TOKYO (Reuters) - The United States is concerned about China’s naval build-up including submarine production because of a lack of clarity about Beijing’s intentions, U.S. Navy Secretary Donald Winter said on Friday, one day after a U.S. nuclear-powered aircraft carrier was deployed to a Japanese port.
The USS George Washington arrived at its new home of Yokosuka, near Tokyo, on Thursday to replace one of the oldest active ships in the U.S. Navy.
“We are concerned by both the number of ships that are being constructed, but we are also concerned by what appears to be a lack of transparency ... because we just simply don’t understand the rationale for many activities they are engaged in,” Winter told reporters when asked about China’s military expansion, particularly in the Western Pacific.
“We are going to try to improve that understanding and at the same time to ensure we have adequate deterrent forces in the West Pacific, and that capability is clearly enhanced by the presence of the George Washington,” he added.
China’s military spending is budgeted to rise 17.6 percent this year, although Beijing has said its growing military prowess poses no threat. Japan has also repeatedly urged greater transparency over China’s military spending. Winter said the purpose of China’s submarine production was puzzling, so the United States had to be ready for the worst.
“My belief is that the more transparent people are relative to their intentions, the less destabilising military developments will be,” he said.
“Unfortunately, when we don’t understand what the intent is ... it’s very difficult to respond in any way other than considering the worst possible interpretation, because we have to be prepared for any eventuality,” Winter said.
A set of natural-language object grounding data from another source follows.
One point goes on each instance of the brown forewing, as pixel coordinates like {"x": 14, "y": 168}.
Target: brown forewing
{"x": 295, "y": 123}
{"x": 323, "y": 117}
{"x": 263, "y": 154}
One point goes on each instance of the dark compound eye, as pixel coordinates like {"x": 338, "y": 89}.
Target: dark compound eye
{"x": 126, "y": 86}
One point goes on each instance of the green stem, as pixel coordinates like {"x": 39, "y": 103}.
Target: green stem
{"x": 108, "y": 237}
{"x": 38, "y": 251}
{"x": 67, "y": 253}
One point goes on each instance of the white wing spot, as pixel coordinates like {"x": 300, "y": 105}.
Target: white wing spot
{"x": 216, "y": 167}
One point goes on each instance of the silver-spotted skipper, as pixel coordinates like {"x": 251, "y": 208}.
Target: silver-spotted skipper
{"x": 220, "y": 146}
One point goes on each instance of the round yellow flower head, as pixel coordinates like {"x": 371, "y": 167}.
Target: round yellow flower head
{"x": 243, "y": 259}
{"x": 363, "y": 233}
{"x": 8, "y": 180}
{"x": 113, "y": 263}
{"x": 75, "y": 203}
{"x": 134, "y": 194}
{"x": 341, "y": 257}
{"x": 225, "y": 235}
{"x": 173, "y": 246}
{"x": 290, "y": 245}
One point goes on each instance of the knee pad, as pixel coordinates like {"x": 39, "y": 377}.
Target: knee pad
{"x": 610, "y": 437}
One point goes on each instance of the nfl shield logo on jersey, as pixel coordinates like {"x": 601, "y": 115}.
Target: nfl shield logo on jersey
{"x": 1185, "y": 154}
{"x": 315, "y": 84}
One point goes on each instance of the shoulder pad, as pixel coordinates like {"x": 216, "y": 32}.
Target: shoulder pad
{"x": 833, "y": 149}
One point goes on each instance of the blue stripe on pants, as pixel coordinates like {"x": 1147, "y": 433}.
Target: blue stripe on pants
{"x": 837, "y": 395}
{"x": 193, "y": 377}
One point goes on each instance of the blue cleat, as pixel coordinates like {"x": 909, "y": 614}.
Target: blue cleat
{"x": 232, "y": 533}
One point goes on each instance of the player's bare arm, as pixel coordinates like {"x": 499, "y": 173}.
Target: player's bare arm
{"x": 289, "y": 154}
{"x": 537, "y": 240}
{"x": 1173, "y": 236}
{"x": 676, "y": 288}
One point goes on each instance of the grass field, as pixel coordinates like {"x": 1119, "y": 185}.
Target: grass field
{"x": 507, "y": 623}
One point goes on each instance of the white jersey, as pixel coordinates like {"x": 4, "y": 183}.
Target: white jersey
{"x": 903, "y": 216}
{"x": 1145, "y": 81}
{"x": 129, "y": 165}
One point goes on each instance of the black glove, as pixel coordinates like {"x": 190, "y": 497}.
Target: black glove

Winters also sought to reassure local residents in Japan, the only nation to suffer an atomic bombing, that the George Washington was safe, stressing its reactors were “designed to be able to deal with the rigours of sea and the rigours of combat”. Concerns over the carrier were fueled in Japan by a fire on board the warship in May and news in August that water containing a small amount of radiation has been leaking for more than two years in Japanese ports from a U.S. nuclear submarine.
“I trust that over time, they will get more comfortable as they get more knowledgeable about the safety that is inherent in this configuration,” Winter said.